Thursday, September 22, 2016

Sands of Time.

Say, do you come here often?
Sesriem, Namibia – We queued along the crease between light and dark as the sun mounted its assault on the sky.

We had arrived early to climb Dune 45 – purported to be the second-tallest dune in the world, behind nearby Dune 7 – in Namib-Naukluft National Park. Looking around later, doubt in that statistic crept in like the shadows that fell onto each of the sand's curves.

Sometimes you have to take these 'facts' with a grain of sand. Still, the dune is 80-metres high, and composed five-million-year-old sand.

Either way, it was hilly beach as far as you could see.
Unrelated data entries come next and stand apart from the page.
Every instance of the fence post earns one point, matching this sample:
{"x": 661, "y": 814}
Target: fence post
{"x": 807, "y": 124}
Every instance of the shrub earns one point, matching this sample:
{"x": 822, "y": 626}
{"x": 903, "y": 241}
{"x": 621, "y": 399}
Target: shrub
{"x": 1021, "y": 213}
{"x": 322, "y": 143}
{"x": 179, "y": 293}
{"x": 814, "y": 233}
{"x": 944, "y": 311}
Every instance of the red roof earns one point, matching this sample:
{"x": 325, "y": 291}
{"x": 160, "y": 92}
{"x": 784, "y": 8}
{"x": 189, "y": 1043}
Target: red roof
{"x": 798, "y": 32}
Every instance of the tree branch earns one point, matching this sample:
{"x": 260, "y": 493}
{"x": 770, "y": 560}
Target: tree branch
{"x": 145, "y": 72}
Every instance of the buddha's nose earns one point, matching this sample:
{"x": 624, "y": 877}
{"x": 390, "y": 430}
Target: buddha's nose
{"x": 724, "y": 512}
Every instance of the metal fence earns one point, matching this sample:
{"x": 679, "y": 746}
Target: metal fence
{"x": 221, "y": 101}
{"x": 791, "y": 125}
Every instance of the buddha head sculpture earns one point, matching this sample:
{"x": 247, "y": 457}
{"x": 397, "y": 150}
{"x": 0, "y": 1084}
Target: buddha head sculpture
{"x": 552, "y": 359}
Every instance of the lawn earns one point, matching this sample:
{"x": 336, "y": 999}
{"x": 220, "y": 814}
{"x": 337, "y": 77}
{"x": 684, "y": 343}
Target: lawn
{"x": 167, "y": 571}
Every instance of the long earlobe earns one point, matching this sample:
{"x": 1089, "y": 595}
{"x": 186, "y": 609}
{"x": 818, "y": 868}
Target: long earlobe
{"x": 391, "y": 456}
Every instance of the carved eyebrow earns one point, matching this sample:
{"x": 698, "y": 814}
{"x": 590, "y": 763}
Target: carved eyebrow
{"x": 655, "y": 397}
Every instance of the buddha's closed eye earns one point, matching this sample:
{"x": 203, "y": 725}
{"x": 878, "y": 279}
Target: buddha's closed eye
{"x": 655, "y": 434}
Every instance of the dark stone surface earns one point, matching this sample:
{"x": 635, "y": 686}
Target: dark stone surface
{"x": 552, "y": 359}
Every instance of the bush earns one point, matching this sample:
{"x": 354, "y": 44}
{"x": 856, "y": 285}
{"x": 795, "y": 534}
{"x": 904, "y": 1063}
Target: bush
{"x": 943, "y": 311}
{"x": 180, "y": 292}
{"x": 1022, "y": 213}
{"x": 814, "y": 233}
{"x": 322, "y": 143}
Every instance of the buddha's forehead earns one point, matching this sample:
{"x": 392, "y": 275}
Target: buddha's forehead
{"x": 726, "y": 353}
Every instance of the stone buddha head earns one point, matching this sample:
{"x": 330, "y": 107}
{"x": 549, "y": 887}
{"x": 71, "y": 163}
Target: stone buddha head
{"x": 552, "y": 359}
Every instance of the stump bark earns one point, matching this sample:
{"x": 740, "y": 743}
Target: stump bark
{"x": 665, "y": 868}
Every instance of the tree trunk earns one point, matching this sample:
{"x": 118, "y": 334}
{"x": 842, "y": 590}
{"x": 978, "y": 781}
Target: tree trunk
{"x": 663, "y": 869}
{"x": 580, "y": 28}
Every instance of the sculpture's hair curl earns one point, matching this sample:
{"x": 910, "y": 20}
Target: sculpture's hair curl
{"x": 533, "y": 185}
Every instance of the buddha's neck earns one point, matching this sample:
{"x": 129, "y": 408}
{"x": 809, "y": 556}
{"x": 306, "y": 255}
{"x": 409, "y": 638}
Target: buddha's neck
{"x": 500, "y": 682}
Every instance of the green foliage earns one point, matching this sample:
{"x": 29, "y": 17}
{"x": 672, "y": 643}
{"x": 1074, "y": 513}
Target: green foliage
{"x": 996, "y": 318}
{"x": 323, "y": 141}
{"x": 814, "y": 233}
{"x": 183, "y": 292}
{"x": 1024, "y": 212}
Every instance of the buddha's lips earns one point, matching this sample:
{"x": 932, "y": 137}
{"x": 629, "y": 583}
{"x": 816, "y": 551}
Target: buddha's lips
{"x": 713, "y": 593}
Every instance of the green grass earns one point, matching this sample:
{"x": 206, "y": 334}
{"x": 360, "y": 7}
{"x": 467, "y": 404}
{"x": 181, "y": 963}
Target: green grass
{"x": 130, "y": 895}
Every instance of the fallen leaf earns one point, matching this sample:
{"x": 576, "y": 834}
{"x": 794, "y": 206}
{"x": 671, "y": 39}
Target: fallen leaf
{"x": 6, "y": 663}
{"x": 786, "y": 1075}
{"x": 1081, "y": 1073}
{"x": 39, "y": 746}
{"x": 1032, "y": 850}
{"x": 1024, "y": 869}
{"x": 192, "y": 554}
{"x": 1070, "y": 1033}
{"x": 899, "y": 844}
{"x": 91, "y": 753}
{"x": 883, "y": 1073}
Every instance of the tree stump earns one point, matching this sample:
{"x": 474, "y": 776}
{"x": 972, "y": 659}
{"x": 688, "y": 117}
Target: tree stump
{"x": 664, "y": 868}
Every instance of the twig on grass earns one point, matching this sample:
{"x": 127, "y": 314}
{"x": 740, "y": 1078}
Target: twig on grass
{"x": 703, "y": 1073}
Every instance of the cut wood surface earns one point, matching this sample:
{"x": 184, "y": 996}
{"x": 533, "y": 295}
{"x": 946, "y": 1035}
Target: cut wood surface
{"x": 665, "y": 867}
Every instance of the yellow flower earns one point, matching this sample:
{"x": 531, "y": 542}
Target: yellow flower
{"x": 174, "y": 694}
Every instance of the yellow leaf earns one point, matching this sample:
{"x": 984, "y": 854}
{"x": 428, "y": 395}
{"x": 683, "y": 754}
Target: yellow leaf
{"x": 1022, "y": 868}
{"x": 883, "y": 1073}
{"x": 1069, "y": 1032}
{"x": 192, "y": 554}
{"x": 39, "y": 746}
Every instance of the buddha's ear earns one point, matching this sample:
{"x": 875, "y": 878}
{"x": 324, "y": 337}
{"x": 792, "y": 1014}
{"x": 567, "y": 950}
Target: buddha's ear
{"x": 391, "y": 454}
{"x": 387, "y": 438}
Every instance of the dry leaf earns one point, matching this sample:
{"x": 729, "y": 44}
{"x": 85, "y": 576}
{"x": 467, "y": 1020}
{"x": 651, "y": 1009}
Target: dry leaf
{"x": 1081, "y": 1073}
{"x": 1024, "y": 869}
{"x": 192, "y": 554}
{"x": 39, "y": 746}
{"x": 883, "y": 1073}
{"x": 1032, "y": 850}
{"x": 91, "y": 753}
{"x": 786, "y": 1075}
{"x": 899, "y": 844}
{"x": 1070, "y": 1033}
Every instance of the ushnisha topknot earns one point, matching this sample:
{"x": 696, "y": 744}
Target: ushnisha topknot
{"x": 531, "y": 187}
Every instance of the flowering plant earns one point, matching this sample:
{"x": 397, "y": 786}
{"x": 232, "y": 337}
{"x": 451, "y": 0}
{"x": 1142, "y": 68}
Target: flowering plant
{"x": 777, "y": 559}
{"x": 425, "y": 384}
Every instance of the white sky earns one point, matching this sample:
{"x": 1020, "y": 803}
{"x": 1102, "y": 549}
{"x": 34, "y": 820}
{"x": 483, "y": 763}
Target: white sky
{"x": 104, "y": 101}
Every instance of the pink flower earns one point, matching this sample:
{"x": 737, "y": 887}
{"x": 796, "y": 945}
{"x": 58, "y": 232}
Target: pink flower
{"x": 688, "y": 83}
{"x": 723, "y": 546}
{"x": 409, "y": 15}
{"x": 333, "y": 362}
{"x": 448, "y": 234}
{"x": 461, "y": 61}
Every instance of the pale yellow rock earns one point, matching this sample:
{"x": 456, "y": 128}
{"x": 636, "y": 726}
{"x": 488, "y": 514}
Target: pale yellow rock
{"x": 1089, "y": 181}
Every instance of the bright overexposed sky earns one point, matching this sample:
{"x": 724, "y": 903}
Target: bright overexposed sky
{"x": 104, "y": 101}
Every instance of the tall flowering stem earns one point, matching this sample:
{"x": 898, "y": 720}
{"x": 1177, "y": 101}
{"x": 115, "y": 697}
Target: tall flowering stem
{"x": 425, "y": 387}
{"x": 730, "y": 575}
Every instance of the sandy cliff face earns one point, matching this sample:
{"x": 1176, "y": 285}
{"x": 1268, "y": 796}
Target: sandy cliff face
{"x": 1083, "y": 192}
The sand was soft and cool on the feet, but each step forward led me to sink anew as we hiked the knife-edge to the summit. Soon, my legs themselves felt like sand. I had become one with the mountain.

The hourglass, filled on the way up, emptied in an instant as I promptly ran straight back down.

As the temperature climbed, we carried-on to Sossuvlei, making our way to a 400,000-year-old dried lake bed now carpeted by bleached clay. The gnarled remains of blackened trees twisted hauntingly from cracks in the ground that mirrored their grotesque – yet beautiful – form.

History, preserved; the hourglass tipped for another day.